Personally, I think it might get a little annoying when you’ve achieved pinball greatness. When you win, everyone expects it. Everytime you show up to an event people *groan*, thinking the best they can do is second. And when you lose to some noob on  the game “Kismet”, you get laughed at.

Personally, I love playing with Chris. He’s taught me that 100M on Stern’s Star Trek isn’t enough and that the standard objective on Tron is portal, on ball one. I’ve only seen him flinch when he had to leave and I went from 40M to 180M on Star Trek on a ball (I did play two extras).

Playing with the best, teaches you how to play like the best. I started out playing with some of the great players like, Steve Bowden, and Sean Grant when I lived in NYC. I briefly got to play with the Chicago boys, Werdrick, Hegge, Lyman, Zach and Josh… Several times I’ve seen those CPL (Chicago Pinball League) players on 4 player games with ALL ridiculous scores.

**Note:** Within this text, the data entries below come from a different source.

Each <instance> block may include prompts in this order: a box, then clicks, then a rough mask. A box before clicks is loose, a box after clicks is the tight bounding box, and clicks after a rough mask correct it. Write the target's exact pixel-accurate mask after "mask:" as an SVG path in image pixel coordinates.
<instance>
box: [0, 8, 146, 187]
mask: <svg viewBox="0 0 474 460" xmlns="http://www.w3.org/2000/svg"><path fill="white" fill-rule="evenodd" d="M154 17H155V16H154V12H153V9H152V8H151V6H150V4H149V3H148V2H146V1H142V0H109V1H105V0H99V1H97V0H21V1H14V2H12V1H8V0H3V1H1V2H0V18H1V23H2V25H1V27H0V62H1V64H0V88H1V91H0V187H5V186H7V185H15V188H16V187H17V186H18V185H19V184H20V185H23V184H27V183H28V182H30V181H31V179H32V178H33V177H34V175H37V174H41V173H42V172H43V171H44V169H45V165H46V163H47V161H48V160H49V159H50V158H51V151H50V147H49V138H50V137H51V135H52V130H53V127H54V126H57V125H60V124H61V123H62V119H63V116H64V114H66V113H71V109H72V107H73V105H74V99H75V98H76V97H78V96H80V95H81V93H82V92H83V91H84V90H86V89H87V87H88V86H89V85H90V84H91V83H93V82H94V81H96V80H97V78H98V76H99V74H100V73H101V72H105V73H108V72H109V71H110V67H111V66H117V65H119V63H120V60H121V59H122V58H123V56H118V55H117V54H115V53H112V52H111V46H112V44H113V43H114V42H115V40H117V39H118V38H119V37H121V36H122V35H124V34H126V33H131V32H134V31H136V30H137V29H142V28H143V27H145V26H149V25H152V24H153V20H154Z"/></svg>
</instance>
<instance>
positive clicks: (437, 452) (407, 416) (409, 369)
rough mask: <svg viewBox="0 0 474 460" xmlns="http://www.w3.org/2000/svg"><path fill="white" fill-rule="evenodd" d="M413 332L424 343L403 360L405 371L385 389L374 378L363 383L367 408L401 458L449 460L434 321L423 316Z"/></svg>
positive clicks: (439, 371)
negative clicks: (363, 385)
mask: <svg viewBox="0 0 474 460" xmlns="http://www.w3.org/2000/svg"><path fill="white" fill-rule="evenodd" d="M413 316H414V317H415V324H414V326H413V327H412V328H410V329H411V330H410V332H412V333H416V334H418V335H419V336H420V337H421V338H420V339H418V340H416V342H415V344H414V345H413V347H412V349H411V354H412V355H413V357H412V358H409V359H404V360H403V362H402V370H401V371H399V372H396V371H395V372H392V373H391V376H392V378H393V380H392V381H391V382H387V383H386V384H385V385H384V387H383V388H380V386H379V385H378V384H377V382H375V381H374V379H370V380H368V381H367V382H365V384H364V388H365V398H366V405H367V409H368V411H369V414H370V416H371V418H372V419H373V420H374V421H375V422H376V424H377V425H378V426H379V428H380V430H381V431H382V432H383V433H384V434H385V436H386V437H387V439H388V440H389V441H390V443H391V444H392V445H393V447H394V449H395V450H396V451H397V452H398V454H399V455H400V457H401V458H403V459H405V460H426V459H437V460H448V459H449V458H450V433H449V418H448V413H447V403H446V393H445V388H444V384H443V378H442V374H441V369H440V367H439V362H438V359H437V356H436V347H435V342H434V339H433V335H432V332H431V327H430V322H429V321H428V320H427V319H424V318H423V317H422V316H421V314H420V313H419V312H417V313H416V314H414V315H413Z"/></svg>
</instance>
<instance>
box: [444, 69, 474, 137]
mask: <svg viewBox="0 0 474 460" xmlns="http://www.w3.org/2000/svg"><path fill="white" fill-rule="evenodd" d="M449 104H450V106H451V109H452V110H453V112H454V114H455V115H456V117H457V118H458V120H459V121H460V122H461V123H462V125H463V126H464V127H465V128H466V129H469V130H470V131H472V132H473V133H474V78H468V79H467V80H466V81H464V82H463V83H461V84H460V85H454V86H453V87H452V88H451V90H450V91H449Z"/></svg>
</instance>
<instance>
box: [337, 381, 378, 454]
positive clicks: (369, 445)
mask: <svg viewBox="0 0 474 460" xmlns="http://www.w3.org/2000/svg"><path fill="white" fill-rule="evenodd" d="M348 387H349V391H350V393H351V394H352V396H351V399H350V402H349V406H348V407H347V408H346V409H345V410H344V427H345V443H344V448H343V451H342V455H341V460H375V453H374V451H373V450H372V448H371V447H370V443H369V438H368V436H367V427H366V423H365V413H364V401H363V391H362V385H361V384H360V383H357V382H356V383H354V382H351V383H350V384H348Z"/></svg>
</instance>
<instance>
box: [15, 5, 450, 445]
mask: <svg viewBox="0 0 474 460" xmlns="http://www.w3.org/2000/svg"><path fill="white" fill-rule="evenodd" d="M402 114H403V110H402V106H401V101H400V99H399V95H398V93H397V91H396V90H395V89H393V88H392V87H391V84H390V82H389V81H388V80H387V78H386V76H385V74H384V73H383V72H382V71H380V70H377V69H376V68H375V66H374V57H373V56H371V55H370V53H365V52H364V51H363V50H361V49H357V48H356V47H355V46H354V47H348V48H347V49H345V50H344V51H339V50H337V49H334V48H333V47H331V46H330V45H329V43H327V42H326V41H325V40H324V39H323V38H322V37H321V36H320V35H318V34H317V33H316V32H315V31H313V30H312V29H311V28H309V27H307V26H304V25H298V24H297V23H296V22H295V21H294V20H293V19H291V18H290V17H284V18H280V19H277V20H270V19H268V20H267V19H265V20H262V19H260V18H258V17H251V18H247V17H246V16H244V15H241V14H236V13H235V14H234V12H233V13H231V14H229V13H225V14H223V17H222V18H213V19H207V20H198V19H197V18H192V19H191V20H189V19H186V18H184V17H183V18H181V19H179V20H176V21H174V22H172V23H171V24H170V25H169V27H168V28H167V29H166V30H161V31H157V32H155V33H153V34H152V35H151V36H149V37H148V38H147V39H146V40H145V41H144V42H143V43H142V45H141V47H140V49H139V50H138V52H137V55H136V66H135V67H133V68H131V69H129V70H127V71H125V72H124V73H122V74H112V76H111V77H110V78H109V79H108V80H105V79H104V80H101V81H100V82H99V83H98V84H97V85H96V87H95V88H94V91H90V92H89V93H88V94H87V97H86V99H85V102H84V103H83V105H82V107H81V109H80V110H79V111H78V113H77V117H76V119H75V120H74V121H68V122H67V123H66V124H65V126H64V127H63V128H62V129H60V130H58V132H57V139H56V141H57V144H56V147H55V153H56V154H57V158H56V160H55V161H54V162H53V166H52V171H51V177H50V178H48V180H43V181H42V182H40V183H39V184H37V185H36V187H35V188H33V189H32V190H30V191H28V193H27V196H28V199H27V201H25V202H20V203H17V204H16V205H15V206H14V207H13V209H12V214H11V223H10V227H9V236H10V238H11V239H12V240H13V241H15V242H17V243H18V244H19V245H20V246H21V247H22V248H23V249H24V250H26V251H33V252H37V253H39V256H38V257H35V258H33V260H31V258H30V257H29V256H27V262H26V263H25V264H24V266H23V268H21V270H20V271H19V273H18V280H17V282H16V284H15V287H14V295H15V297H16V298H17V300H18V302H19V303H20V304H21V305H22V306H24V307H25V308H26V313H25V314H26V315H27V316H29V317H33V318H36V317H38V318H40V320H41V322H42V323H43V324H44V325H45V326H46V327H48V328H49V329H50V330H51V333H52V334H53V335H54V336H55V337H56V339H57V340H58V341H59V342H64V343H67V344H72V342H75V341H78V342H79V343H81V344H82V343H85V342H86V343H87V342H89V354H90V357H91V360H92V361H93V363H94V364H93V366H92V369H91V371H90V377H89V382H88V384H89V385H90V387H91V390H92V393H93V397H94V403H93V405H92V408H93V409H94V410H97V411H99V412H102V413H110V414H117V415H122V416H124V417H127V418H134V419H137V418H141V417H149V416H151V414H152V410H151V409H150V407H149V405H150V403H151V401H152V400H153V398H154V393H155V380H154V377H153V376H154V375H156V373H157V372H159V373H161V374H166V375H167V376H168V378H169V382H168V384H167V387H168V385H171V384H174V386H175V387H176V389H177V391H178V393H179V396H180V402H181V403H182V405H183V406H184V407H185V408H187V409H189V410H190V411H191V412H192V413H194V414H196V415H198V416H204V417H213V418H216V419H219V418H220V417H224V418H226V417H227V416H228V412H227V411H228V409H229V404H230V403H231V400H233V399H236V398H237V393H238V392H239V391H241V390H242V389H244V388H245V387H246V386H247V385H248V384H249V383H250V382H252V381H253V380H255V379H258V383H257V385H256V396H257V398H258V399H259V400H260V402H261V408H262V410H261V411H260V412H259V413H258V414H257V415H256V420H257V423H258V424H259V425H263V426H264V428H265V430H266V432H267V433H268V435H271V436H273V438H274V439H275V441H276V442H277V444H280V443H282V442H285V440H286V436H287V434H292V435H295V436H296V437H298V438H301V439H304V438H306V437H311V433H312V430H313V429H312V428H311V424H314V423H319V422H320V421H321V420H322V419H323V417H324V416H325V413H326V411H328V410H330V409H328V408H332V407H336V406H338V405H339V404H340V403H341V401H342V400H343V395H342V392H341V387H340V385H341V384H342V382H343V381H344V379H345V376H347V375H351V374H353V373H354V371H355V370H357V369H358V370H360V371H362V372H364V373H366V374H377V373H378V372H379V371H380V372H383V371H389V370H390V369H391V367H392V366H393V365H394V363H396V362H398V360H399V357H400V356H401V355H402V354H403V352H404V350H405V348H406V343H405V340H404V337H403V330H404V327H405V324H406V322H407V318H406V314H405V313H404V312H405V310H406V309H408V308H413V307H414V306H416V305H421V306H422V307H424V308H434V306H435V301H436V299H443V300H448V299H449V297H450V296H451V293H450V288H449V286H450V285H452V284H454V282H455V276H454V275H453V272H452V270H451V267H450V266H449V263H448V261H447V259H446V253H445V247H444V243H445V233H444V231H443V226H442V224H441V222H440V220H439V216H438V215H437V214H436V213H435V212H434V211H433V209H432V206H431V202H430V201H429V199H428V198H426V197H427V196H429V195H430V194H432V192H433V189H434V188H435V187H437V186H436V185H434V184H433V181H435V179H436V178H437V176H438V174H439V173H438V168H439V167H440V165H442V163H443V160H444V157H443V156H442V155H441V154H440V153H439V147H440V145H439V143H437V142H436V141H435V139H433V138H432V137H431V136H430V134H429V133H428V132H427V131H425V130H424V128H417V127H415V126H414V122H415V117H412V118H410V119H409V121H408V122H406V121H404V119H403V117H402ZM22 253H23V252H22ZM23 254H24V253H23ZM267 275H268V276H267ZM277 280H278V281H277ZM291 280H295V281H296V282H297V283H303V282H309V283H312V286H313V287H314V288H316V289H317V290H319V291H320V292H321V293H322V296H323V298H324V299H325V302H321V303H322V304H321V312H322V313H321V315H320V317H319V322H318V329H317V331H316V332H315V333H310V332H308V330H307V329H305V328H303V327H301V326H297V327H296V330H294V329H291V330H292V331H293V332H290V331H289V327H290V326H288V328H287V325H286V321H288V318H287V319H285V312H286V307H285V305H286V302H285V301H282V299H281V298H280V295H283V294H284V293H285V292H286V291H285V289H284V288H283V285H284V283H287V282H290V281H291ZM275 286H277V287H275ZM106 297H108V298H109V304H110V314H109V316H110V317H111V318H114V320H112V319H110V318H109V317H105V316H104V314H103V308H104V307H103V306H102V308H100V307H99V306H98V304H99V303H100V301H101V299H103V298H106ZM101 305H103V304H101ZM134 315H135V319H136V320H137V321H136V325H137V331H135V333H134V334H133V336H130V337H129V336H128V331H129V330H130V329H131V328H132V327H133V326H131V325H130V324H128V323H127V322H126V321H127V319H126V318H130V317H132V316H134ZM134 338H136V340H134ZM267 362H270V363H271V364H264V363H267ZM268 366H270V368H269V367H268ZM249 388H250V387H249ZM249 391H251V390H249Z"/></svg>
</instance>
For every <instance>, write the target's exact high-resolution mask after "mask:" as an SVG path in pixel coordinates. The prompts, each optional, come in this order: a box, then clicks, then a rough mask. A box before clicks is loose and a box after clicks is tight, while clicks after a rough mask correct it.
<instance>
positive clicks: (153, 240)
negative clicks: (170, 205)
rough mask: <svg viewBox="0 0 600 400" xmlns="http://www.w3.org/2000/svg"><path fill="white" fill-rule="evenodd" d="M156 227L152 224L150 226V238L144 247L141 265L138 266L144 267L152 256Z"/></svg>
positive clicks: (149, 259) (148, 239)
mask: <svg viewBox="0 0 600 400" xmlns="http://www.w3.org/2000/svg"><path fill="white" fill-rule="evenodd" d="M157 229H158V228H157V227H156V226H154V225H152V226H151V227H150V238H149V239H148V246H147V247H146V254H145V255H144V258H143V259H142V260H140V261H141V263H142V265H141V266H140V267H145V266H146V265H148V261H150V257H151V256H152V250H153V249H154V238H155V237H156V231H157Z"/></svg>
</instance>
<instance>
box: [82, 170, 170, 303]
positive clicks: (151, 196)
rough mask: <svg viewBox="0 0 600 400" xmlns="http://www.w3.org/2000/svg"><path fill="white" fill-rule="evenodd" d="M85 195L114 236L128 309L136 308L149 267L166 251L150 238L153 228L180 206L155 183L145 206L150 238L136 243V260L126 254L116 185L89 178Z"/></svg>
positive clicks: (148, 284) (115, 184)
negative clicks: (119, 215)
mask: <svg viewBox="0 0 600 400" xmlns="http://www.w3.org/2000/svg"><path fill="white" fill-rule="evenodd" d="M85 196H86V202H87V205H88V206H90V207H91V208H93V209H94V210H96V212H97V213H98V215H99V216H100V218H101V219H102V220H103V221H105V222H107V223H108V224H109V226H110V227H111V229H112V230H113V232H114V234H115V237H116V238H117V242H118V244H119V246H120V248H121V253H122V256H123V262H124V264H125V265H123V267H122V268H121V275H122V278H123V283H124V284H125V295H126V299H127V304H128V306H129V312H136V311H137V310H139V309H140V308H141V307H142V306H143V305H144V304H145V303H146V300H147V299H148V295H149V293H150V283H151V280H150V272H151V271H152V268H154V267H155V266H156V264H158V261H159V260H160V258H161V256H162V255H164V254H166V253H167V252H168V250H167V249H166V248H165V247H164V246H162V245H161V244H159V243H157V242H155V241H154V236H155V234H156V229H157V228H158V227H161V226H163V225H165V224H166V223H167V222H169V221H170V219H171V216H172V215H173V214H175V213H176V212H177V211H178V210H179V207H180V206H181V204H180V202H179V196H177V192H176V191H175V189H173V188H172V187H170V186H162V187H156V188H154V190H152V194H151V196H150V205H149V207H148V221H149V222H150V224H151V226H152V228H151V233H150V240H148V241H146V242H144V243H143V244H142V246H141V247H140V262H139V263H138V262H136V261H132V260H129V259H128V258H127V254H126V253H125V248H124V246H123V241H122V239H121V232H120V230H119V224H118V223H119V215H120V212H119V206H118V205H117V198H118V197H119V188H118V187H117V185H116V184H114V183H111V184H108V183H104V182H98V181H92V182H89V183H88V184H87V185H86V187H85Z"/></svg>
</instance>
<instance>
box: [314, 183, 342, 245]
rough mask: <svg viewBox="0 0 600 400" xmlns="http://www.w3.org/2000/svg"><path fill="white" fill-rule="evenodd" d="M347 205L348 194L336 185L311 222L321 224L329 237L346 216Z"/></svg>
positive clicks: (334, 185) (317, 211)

I used to think to myself, “I don’t want to play like that, its boring.” But what I’ve recently learned (from playing with Chris) is that, it’s only boring until you get it… until you realize you can do that too. “Newcomers” like Kevin Birrell are good because of determination, but also from playing with players like Robert, Cayle and Raymond and “wanting it”, wanting to win.

When you see guys like Bowen walk up to “the Shadow” for a warm up at IFPA 9 and hit the ramp-switch combo, 8 times in a row to start super vengeance and walk away ready to play Cayle George [EDIT] Daniele Acciari… You get something to emulate, something to try to practice. And when I see an up and coming player like Cristin Gasson, actually achieve it! I feel like a little kid eating halloween candy. This is one of the many reasons why pinball is awesome.

“Ultimately, WPPRs do nothing for me. I have never chosen to go to an event because it offered WPPRs. I congratulate the IFPA for their tremendous continued success, but I will concern myself with which events are fun to go to, rather than where are the easy points to be had, how to max out points for a tournament that I am running, etc.” – Chris Newsom

I guess we’re playing with Benjamim’s from now on.

Joe P. Said is the Executive Director of Pinball-Edu, a non-for-profit connecting kids with disabilities and pinball.  He’s also a contributor to Club Pinball and the Commissioner of the DMV Pinball League.